"I'm sorry. I'm having second thoughts, I did the second it happened but I just- I don't know what to do. I don't know what I'm doing, K." And that, for Jesus, is terrifying.
"You're right. I'm trying to distance myself from it and I shouldn't. I did this." And he's desperate right now to make it right, but again, there's no sense of which way is up or down or what is right or wrong.
K watches the orange glow of the cigarette slowly eating its way down the paper, watches the dead grey ash gathering on the opposite side; Jesus said he was sorry. K believes that. He believes he's having second thoughts, believes he doesn't know what to do.
Problem is, neither does K. He taps off the ash, takes another long, deep lungful of smoke, breathes it out slow through his nose.

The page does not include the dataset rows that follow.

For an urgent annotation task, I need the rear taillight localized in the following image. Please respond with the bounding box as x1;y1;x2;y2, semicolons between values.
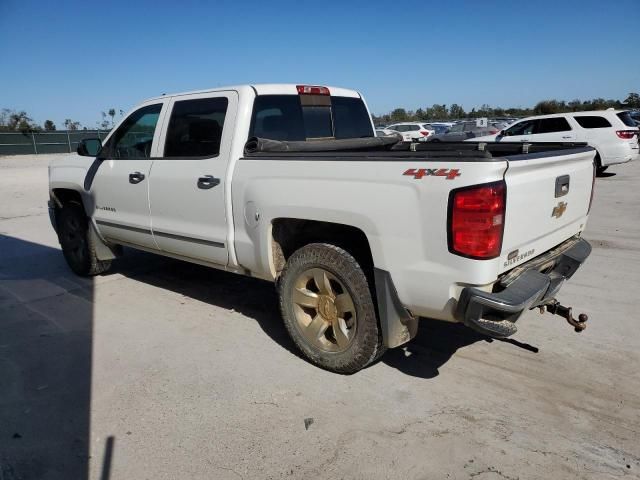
616;130;638;140
296;85;330;95
449;182;507;259
587;162;596;213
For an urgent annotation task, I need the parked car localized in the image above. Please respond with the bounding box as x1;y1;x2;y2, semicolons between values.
471;109;640;173
427;121;500;142
387;122;436;142
425;123;452;138
376;128;402;137
49;84;595;373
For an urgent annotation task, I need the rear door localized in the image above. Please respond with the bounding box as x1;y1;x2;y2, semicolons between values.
149;91;238;265
500;147;595;271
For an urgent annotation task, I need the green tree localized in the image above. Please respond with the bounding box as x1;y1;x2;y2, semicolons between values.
449;103;467;119
391;108;409;122
64;118;80;130
624;92;640;108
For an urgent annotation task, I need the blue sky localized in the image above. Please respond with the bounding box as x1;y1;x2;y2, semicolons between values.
0;0;640;128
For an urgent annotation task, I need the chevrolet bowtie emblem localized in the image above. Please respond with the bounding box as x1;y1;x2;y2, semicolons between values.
551;202;567;218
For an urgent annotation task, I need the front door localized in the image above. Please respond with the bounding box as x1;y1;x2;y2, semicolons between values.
149;91;238;265
90;102;163;248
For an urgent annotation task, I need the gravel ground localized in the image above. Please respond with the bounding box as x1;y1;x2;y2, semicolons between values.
0;156;640;480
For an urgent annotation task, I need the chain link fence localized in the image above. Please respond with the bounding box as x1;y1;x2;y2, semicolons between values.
0;130;109;155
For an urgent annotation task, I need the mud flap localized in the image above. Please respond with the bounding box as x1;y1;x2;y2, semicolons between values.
374;268;418;348
88;220;120;260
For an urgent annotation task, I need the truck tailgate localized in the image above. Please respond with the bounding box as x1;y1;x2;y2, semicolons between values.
500;147;595;272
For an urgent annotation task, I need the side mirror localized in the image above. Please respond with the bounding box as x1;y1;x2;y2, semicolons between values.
77;138;102;157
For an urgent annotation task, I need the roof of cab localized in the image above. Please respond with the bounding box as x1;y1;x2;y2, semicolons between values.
145;83;360;103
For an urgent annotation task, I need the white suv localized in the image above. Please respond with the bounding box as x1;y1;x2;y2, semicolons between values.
387;122;436;142
467;109;640;173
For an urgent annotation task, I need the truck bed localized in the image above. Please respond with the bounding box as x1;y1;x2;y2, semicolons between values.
244;137;593;162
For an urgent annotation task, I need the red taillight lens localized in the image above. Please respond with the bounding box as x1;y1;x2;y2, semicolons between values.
449;182;506;259
616;130;638;140
296;85;330;95
587;162;596;213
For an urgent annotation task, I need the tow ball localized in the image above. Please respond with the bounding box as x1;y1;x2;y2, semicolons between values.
540;300;589;333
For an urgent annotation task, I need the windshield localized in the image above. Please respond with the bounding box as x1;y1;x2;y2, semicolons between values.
249;95;374;141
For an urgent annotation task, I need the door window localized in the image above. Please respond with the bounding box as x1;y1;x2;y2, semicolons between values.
573;115;611;128
164;97;229;158
101;103;162;160
535;117;571;133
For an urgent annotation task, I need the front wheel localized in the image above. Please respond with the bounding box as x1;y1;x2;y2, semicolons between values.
57;203;111;277
279;243;384;373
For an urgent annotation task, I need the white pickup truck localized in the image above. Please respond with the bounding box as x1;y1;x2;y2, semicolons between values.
49;85;595;373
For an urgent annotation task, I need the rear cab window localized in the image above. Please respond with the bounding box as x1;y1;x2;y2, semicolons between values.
617;112;637;127
535;117;571;133
573;115;611;128
249;94;375;141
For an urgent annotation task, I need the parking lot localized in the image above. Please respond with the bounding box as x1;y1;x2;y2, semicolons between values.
0;155;640;480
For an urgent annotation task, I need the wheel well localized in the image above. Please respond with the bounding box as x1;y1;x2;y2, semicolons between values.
53;188;83;207
593;154;602;168
271;218;373;279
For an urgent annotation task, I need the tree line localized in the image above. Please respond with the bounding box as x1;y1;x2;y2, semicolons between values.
0;108;124;133
372;92;640;124
0;92;640;132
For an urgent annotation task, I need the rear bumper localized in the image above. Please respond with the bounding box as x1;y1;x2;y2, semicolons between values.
456;238;591;338
47;200;58;232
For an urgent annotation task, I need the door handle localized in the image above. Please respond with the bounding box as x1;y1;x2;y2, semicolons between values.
129;172;144;185
198;175;220;190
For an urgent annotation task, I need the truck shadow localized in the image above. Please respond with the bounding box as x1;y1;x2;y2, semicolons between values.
0;235;96;480
110;250;537;378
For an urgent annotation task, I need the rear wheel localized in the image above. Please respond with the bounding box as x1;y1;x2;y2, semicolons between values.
57;202;111;277
279;243;384;373
594;153;609;176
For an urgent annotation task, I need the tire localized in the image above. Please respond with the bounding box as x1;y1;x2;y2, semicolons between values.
278;243;385;374
57;202;111;277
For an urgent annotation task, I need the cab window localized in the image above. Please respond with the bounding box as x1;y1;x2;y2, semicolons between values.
505;120;536;136
534;117;571;133
100;103;162;160
164;97;229;158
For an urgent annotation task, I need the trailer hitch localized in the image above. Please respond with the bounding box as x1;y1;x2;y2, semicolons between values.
540;300;589;333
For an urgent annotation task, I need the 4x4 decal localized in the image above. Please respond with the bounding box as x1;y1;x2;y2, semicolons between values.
403;168;461;180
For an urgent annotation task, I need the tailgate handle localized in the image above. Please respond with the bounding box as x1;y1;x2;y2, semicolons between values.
556;175;570;198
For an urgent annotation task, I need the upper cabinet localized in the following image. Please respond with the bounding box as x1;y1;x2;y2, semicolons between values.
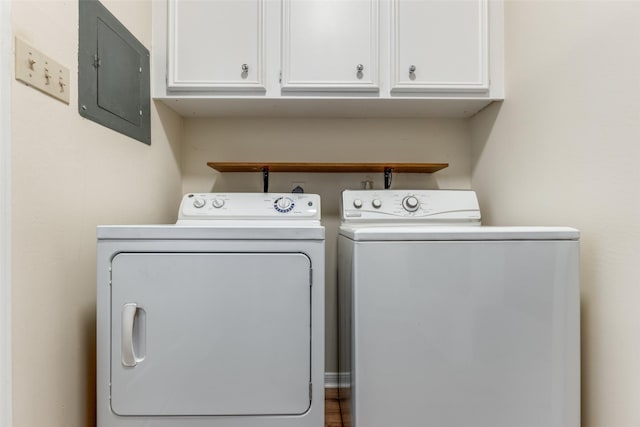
282;0;379;91
167;0;266;91
152;0;504;117
391;0;489;92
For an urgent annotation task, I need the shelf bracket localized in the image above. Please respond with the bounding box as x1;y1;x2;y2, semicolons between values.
262;166;269;193
384;168;393;190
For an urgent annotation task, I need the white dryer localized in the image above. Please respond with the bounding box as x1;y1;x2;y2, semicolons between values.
338;190;580;427
97;193;324;427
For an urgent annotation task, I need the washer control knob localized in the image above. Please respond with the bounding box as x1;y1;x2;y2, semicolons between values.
402;196;420;212
273;197;295;213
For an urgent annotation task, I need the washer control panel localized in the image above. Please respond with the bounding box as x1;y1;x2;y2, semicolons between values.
178;193;320;222
341;190;480;224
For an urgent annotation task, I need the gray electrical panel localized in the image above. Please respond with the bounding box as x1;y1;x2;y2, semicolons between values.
78;0;151;145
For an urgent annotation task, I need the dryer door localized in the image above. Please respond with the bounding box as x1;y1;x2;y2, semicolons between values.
111;253;311;416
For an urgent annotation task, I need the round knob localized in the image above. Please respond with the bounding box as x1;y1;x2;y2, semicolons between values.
402;196;420;212
275;197;293;212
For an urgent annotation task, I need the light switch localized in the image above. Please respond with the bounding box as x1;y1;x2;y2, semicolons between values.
16;37;69;104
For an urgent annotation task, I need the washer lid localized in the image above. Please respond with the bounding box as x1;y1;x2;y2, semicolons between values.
339;224;580;241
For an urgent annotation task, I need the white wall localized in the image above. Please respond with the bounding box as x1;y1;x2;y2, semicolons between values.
11;0;181;427
471;1;640;427
0;1;11;427
182;119;470;372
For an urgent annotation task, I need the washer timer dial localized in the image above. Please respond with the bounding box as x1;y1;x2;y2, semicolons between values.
402;196;420;212
273;197;296;213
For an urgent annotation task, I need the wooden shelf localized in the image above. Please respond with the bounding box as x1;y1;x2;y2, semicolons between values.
207;162;449;173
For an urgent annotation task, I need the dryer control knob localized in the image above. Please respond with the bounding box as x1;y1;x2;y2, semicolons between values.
402;196;420;212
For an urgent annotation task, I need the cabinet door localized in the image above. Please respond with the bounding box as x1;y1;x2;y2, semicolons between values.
282;0;378;91
110;252;311;416
391;0;489;92
167;0;265;90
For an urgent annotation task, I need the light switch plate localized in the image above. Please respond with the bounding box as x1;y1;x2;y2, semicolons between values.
16;37;70;104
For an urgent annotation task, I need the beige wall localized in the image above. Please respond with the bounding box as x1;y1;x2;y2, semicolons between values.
471;1;640;427
11;0;181;427
182;119;470;372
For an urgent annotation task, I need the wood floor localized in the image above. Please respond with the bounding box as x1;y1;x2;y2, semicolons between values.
324;388;342;427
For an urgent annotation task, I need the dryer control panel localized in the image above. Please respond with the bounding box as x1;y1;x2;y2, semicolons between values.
178;193;320;223
341;190;480;224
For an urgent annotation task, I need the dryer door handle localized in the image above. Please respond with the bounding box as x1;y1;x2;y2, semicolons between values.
121;302;141;367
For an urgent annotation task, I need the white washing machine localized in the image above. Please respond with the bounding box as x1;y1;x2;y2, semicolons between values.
338;190;580;427
97;193;324;427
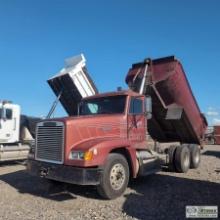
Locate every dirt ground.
[0,145,220,220]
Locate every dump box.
[47,54,98,115]
[126,56,207,144]
[213,125,220,144]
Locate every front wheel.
[175,145,190,173]
[97,153,129,199]
[189,144,201,169]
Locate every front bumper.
[27,159,102,185]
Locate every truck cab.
[28,90,160,198]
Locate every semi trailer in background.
[27,54,207,199]
[0,101,39,161]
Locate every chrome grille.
[36,122,64,164]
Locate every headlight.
[69,151,84,160]
[69,151,93,161]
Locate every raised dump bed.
[47,54,98,115]
[126,56,207,144]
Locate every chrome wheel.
[110,163,126,190]
[183,153,190,167]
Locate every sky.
[0,0,220,124]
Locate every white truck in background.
[0,101,40,162]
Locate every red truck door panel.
[128,97,145,142]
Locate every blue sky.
[0,0,220,123]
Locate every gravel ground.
[0,145,220,220]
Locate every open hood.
[47,54,98,115]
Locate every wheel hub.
[110,163,125,190]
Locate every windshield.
[79,95,126,115]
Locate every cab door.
[128,97,146,146]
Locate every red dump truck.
[27,57,207,199]
[213,125,220,145]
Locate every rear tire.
[97,153,129,199]
[189,144,201,169]
[175,145,190,173]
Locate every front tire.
[97,153,129,199]
[189,144,201,169]
[175,145,190,173]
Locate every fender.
[66,137,136,177]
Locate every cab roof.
[83,90,141,100]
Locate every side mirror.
[145,96,152,119]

And he hears Rosita's voice and he fights those answers back. "Because it scares me. And it's not the kind of fear I know how to think through. I always ran before; I ran now. But it feels wrong."
K drops his head forward, cards his free hand back through his short hair, scrubs it forward again. He flicks ash into the tray, then sets the cigarette in it, sets the whole thing aside.
"Drake said you told him you were trying to protect us."
"It would be easy for the city to use him against me. It's what I was afraid of to start with--having to make that choice again." Between the job, the mission, and a person.
"But it didn't feel like I was leaving you at the time. Not until I was running and trying to make it make sense to myself."
What K hears is that Jesus wasn't thinking about him at all; the moment after that he tells himself there's no real reason he should have. The contract is between Jesus and Drake, and K doesn't have anything to do with their relationship or vice.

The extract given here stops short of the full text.